The first case of Ebola in NYC was a doctor who’d returned from West Africa. He traveled around the city, and he never had any symptoms - until he did. Then, he and everyone in close contact with him had to be quarantined: https://www.reuters.com/article/world/doctor-who-worked-in-africa-first-ebola-case-in-new-york-city-idUSKCN0ID0FC/
She didn’t have a fever, the oral thermometer proved that, she had zero symptoms and tested twice a day, she was not doing anything outlandish.
To: Darksheare
“”””Kaci Hickox went out of her way to try and spread it””””
Not really.
12 posted on 4/11/2025, 7:17:12 PM by ansel12
The forehead thermometer showed a fever at the airport. She’d just returned from treating patients with Ebola. She should have stayed in isolation voluntarily.
The infrared showed a slight elevation and she said she was just flushed so they actually took her temperature and she had no fever and then she went into into quarantine.
But she’d just returned from taking care of patients with Ebola. She should’ve wanted to quarantine as a precautionary measure. The doctor in NYC was sure he didn’t have it, either, but he did.
She did quarantine, and the new quarantine guideline was issued the day she arrived and she was going to be the first, she had returned from there and was an expert with Ebola herself, as your doctor described her, “no one has recognized the fact that she’s an EIS [Epidemic Intelligence Service] expert, she’s a CDC-trained fellow … one of the most well educated people you can get in public health and at the same time, she’s someone who’s committed her life to responding.
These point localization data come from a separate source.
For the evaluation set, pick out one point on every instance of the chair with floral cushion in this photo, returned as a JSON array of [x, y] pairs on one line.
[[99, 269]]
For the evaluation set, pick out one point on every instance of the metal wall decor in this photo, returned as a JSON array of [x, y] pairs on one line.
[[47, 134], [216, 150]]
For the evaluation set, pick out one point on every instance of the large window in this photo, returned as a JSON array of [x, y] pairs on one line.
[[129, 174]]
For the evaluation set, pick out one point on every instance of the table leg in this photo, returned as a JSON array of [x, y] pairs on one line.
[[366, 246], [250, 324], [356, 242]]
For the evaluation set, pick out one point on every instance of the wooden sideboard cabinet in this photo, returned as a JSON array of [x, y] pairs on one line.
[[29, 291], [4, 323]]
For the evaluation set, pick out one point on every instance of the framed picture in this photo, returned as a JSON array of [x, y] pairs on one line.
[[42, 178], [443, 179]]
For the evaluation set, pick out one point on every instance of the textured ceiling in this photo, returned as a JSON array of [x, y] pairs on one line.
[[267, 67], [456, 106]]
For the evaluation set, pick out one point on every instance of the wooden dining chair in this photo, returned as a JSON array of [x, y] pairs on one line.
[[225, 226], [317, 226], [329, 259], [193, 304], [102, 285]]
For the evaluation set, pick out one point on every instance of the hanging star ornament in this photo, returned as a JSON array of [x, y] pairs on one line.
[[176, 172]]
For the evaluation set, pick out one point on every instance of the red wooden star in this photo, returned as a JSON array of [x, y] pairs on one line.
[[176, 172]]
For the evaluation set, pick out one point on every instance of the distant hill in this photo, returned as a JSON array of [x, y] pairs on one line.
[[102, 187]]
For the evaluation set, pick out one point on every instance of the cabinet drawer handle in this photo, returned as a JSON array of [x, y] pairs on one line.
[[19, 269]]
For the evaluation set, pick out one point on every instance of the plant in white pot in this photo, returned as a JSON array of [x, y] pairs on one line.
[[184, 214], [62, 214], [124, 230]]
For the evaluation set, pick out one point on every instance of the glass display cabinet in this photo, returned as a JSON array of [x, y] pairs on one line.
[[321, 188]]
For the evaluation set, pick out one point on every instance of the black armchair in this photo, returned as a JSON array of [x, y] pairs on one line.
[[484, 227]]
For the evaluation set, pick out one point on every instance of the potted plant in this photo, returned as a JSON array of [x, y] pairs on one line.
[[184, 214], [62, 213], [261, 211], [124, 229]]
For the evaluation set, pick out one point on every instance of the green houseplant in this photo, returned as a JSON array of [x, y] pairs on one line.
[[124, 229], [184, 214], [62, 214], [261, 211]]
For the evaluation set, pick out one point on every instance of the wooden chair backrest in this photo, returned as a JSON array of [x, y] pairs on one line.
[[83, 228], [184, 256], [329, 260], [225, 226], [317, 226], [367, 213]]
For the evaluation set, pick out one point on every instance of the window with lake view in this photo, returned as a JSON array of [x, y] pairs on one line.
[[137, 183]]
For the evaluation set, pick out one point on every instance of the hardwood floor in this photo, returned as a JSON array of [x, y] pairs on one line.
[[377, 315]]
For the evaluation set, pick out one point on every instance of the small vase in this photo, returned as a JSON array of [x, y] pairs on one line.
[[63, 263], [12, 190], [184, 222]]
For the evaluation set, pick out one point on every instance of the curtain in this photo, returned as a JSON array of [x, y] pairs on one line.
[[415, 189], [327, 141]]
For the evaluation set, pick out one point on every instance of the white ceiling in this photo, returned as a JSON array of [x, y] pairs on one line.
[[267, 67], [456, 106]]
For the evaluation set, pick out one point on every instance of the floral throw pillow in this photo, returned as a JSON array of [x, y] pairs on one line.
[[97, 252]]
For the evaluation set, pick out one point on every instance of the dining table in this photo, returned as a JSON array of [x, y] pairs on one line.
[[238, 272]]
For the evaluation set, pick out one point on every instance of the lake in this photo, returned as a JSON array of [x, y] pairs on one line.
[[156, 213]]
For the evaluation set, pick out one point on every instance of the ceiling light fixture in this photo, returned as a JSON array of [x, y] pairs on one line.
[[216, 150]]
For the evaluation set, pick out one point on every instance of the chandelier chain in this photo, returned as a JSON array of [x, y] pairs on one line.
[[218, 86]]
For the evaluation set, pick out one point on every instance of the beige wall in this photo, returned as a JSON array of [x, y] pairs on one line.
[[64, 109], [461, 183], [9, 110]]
So whether or not you agree with what she said, really what she stands for is all in line with sound public health principles.”
As you keep obsessing over this do you really agree with the statement that she “””went out of her way to try and spread it”””?
I’m not obsessed with that case. I was responding to another freeper. Then, when you posted to me, I started responding to your posts.
I never said she “went out of her way to try and spread it.” I said she refused to quarantine.
You and I are never going to see eye to eye on this case. But that’s okay. No one here agrees on everything.
I might have agreed with you, if I hadn’t been placed in isolation myself a few years before Ebola. As I posted earlier, I once was isolated while waiting for negative test results. One doctor said, “We know you don’t have [the illness],” but they were required to take precautions. I understood. I didn’t complain or start talking about my constitutional rights. That’s why I see the story differently.
Yes, I pointed out to you that she had quarantined, and then you started with the fake fever business.
You seem pretty obsessed with it.
I’m not the one who’s obsessed. :-)
If you hadn’t posted to me, I would’ve forgotten about this thread.
I already explained she was supposed to quarantine for a longer period. That’s a fact.
I also said she tested with a fever at the airport. That’s a fact.
But we don’t have to agree. Have a good night.
You and that fever thing, she didn’t have a fever, that alone shows your obsession.